The vaccine for prevention of herpes zoster (Zostavax) has not been recommended for use in persons with HIV infection. Limited data in HIV-infected individuals with CD4 counts of >200 cells/µL show safety and immunogenicity. The zoster vaccination may be considered for select patients >50 years of age with CD4 counts of >200 cells/µL who have evidence of varicella immunity (if they have no evidence of varicella immunity, give the primary varicella vaccination).
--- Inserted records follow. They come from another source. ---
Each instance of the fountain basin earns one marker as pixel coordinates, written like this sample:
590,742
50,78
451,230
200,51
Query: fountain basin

Postcontact Chickenpox Prevention

All susceptible persons, including pregnant women, who have close contact with a patient who has chickenpox or zoster must be treated to prevent chickenpox. Exposed individuals who have no history of chickenpox or shingles or no detectable antibody against VZV should be administered varicella zoster immune globulin (VariZIG) as soon as possible, but at least within 96 hours after contact. Some experts also would recommend varicella vaccination for exposed patients with CD4 counts of ≥200 cells/µL, or preemptive treatment with acyclovir; these approaches have not been studied in HIV-infected persons. Even immunocompetent adults with primary VZV (chickenpox) can develop viral dissemination to the visceral organs. HIV-Infected patients may develop encephalitis, pneumonia, or polyradiculopathy during primary varicella (chickenpox) or reactivated zoster (shingles).

Patient Education

  • Patients should bathe the skin lesions in mild soap and water. For necrotic lesions, use warm, moist compresses 2-3 times a day to remove debris.
  • Antibiotic ointments may help prevent secondary infection and keep dressings from sticking.
  • Advise patients to take their medications as directed, and to contact the clinic if symptoms worsen.